Abstract

Introduction

Idiopathic pulmonary fibrosis (IPF) relates to senescence and telomere attrition, but the clinical utility of telomere length (TL) remains elusive.

Material and methods

In this prospective trial (PNEU-ILD-04) on IPF patients, we performed TL measurement by FlowFISH following informed consent. We looked at the relationship between TL and clinical features including age, sex, familial fibrosis, exposure to smoking and/or pollutants. We also used multiple logistic regression and stepwise approach to predict lung function decline. 

Results

We recruited 88 patients (median age 71, 70% male sex, 77% ex/current smokers). Seventy-nine patients (90%) had definite IPF and 9 had a working diagnosis of IPF. 81 (92%) received antifibrotics. 42 patients (48%) had short telomeres (TL<10th percentile). Male sex, non-UIP pattern, environmental exposure and familial fibrosis were significantly associated with short TL. Seventeen patients (20%) with familial pulmonary fibrosis and 5 (6%) with clinical features of telomere disease without familial clustering underwent DNA sequencing to identify telomere-related gene (TRG) mutation; having very short TL (<P2.5) was significantly associated with the presence of a TRG mutation (P=0.03).
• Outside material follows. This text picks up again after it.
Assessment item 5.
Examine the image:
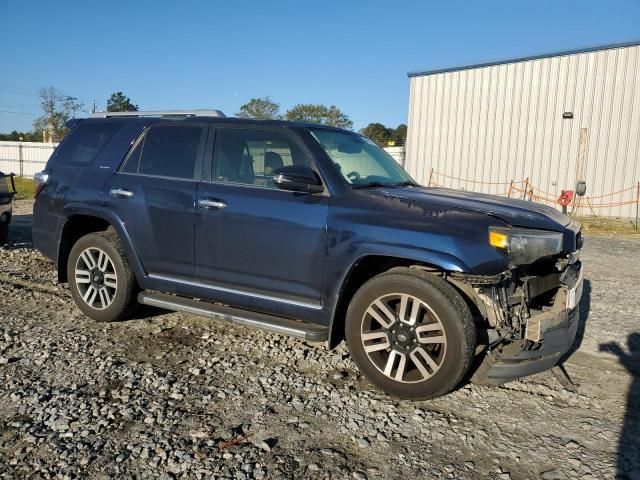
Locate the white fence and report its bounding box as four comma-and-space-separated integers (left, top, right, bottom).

Finally, our logistic regressions showed that age was the best predictor of lung function decline.

Conclusions

The results of this pilot study confirm the association between short TL and IPF, especially in non-UIP patterns and patients exposed to toxics. Furthermore, the strong association between very short TL and TRG suggest that TL may serve as a screening tool prior to genome sequencing. Finally, TL was not predictive of lung function decline. Our data should be replicated in derivation cohorts.